Billy Williamson coached at Queen's Park, and was a much-respected Head of PE at Lenzie Academy, while Harold Davis, another team mate of Caldow's also had a spell coaching at Hampden; although, to be fair, Iron Man Davis was a Scot Symon signing. With that amount of football knowledge, the Manager's job is easy.

That apparently, is not how Russell Martin is finding things, even this early into his Rangers' career. I fear for Martin – his team was, as they say in Glasgow: “jammy” in the extreme in beating Panathinaikos at Ibrox. They then took jamminess even further in the second leg in Athens, before, if not crashing and burning, coming down to earth with a serious bump at Fir Park on Saturday.

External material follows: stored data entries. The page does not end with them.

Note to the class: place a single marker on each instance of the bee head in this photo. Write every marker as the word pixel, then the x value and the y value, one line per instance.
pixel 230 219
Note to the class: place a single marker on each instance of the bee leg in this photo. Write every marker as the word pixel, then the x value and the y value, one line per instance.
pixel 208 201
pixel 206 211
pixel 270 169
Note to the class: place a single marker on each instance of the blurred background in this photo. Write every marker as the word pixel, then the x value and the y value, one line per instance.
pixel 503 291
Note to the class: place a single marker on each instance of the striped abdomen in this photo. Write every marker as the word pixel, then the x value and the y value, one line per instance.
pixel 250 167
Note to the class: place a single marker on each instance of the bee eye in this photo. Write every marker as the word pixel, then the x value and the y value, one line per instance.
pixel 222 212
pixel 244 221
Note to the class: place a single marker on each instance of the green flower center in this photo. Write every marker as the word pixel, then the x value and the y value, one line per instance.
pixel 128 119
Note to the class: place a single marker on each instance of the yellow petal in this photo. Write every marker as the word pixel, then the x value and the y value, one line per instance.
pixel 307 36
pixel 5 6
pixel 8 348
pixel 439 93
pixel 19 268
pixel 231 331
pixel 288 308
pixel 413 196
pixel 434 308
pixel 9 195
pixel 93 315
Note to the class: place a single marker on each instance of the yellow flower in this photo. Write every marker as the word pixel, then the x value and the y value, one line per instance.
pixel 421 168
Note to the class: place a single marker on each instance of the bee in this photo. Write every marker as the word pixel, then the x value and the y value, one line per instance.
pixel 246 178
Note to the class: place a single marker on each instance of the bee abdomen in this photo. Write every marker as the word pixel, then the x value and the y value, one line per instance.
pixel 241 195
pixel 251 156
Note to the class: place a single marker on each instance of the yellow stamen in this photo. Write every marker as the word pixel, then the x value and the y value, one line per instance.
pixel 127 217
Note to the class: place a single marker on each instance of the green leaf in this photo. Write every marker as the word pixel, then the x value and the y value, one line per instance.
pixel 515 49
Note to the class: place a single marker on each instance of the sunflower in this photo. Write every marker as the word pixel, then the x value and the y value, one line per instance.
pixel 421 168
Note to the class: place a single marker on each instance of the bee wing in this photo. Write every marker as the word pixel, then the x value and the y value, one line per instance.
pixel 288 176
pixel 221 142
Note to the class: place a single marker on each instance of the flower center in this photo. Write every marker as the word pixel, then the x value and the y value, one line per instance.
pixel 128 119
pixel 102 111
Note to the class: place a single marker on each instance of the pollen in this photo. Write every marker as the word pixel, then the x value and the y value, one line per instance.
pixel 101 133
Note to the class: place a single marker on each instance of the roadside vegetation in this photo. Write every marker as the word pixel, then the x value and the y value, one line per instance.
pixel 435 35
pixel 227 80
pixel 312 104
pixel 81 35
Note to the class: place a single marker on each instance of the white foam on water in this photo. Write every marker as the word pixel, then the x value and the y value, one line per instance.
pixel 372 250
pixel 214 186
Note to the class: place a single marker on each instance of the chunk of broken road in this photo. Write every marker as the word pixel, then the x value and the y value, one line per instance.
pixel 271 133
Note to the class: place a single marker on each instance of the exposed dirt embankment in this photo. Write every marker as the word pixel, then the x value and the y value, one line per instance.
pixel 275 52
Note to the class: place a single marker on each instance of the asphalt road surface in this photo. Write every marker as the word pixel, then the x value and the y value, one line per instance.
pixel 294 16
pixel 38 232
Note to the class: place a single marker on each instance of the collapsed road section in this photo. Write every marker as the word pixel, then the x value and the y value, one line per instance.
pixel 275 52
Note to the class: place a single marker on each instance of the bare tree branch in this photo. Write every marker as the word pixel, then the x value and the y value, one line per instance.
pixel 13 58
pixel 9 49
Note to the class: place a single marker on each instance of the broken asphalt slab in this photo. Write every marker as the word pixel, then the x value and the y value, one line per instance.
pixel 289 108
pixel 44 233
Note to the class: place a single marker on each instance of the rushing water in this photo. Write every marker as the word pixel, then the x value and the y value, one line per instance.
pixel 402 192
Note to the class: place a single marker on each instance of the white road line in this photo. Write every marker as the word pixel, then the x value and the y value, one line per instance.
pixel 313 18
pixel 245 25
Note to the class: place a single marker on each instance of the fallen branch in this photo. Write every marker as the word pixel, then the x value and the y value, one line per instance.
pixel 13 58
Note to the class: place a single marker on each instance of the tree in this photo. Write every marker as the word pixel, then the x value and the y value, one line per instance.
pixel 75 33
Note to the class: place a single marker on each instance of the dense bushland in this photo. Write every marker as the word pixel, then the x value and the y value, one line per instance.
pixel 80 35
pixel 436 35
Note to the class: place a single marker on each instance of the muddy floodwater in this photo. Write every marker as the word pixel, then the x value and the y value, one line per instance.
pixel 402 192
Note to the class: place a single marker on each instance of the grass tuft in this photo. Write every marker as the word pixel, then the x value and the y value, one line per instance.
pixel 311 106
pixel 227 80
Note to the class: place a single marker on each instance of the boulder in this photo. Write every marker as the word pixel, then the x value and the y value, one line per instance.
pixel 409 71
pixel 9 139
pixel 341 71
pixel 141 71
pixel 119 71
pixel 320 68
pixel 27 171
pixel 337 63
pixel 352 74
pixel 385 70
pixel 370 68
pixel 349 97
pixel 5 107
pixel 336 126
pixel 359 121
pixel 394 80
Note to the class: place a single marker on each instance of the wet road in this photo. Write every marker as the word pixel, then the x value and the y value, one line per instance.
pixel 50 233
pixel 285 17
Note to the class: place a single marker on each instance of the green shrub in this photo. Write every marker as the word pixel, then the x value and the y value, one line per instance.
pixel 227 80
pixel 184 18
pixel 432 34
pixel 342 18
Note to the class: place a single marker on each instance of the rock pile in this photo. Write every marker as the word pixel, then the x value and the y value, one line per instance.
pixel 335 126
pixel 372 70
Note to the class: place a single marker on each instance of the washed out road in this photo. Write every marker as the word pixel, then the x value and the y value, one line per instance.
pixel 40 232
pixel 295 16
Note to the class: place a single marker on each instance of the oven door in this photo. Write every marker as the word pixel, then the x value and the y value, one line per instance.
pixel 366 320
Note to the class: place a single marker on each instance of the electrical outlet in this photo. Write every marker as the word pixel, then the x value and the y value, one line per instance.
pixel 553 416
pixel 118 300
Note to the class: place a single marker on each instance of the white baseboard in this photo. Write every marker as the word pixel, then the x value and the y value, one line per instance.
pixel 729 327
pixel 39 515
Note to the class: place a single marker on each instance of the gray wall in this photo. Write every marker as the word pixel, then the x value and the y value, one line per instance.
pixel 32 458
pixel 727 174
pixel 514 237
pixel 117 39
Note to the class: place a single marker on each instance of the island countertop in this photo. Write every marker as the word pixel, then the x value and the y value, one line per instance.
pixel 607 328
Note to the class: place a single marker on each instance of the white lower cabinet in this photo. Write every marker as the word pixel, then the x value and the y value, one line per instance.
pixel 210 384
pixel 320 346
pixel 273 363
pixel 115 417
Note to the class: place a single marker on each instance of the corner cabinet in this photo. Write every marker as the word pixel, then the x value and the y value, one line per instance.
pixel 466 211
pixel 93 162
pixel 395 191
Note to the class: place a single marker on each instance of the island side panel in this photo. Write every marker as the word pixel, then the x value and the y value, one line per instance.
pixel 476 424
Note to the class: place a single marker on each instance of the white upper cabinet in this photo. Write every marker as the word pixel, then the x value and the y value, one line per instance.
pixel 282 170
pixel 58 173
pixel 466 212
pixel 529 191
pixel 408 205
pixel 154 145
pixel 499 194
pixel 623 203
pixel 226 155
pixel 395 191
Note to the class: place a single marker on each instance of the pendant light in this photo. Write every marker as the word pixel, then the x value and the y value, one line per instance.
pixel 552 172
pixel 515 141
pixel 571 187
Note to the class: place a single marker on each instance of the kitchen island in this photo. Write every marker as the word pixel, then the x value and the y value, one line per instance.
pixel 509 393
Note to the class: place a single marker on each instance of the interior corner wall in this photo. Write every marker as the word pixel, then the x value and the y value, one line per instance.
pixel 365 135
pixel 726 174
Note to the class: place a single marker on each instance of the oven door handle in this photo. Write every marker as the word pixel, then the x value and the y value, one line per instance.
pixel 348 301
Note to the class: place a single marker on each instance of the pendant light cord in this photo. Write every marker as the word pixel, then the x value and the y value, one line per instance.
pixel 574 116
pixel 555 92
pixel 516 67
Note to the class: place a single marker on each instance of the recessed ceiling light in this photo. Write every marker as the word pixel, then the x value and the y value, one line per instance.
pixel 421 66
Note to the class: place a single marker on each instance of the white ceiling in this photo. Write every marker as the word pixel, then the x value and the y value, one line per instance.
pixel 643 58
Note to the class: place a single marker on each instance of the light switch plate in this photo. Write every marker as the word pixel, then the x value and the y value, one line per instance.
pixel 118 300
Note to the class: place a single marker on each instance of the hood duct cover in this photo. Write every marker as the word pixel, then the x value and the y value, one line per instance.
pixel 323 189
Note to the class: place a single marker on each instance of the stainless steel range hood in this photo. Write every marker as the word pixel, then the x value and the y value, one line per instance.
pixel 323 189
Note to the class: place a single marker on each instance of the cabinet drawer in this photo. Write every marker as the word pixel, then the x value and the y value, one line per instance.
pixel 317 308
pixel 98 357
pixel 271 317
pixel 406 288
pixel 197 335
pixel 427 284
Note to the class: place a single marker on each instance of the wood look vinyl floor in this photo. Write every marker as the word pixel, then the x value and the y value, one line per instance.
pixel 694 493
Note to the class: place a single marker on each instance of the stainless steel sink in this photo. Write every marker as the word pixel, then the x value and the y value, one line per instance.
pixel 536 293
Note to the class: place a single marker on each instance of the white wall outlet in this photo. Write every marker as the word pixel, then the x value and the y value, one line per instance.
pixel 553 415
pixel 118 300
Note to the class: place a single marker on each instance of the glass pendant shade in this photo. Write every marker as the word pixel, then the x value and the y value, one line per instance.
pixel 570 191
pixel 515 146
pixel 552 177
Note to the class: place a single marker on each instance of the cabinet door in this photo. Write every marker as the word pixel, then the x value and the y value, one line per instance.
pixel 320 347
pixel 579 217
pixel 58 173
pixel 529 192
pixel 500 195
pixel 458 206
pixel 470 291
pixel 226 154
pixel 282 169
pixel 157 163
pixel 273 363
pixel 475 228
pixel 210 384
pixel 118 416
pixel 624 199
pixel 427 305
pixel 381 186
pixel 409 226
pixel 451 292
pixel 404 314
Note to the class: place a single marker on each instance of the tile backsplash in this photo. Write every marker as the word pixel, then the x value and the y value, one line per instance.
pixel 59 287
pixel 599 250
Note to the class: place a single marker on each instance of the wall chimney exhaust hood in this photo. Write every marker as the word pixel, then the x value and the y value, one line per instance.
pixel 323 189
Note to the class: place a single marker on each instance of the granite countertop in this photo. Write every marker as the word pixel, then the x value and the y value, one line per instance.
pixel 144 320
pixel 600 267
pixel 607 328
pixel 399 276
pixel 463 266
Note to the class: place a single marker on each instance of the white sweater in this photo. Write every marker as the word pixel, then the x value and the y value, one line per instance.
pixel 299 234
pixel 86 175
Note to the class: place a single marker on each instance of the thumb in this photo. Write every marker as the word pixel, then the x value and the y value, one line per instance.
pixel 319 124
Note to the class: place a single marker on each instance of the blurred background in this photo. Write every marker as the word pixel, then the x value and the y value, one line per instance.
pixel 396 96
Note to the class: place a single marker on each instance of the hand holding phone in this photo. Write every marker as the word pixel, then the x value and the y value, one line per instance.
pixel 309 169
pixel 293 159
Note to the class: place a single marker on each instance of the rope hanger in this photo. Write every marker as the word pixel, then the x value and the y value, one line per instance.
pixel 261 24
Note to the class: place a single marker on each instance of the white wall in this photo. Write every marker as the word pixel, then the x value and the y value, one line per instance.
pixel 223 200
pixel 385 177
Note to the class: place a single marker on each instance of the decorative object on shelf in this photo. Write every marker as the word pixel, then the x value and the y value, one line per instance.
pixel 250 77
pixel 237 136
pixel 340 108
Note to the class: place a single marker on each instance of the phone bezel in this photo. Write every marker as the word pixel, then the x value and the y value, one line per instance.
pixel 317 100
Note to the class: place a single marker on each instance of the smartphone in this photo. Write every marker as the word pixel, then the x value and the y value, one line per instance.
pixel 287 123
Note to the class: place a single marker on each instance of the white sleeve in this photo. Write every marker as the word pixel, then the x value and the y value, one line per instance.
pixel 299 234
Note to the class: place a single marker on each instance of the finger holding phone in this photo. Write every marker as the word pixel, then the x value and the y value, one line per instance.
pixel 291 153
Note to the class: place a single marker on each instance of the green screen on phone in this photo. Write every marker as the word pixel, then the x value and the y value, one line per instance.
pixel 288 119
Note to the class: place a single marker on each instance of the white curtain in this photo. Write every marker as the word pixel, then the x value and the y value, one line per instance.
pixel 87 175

I decided to watch the game and, by mid-way through the second half, it was clearly only a matter of time before Motherwell pulled back Rangers' early lead. I don't know how much input Martin has had in the summer recruitment, but, from what I have seen in the three televised matches I have watched, Rangers are going backwards faster than that mythical Ferrari-engined Italian tank from WWII.

Here's a suggestion for Manager Martin: invite a team of former Rangers' stars up to the training ground to take on the current squad in a five-a-side tournament, say: Gregor Stevens, John Brown, Lorenzo Amaruso, Jörg Albertz and Terry Hurlock – a few minutes facing that lot and the new boys would have an idea what it meant to pull on a Rangers' strip.

Some are suggesting, Martin may already have: “lost the dressing room” - I fear he may not yet have found it, and he has to do that quickly.

To be fair, I ought to have watched the other half of the Bigot Brothers start their campaign on Sunday. However, there were rival claims on my attention – an intriguing Formula 1 race in Hungary, an even more nerve-shredding run chase in the Test Match at The Oval; so my remote was in danger of over-heating as I flicked through the channels. In the end, the Cricket won – talk about sporting drama.

Apparently, it took Celtic 87 minutes to get the inevitable winner against St Mirren, Season 2025-26 could be a long one in Scotland. I wonder if Aberdeen and Hearts can offer us hope when they collide tonight.

Mind you, I did notice one interesting fact as I reviewed the weekend action. The West of Scotland Football League is being led by Auchinleck Talbot. Played 3, Won 3: ok, winning a league is a marathon rather than a sprint, but, maybe, just maybe, after last season's rebuild, Tucker Sloan and his squad have rediscovered their mojo.

They have rebranded the old Scottish Junior Cup this season – who better to be the first winners of the new competition than the serial winners of the old one?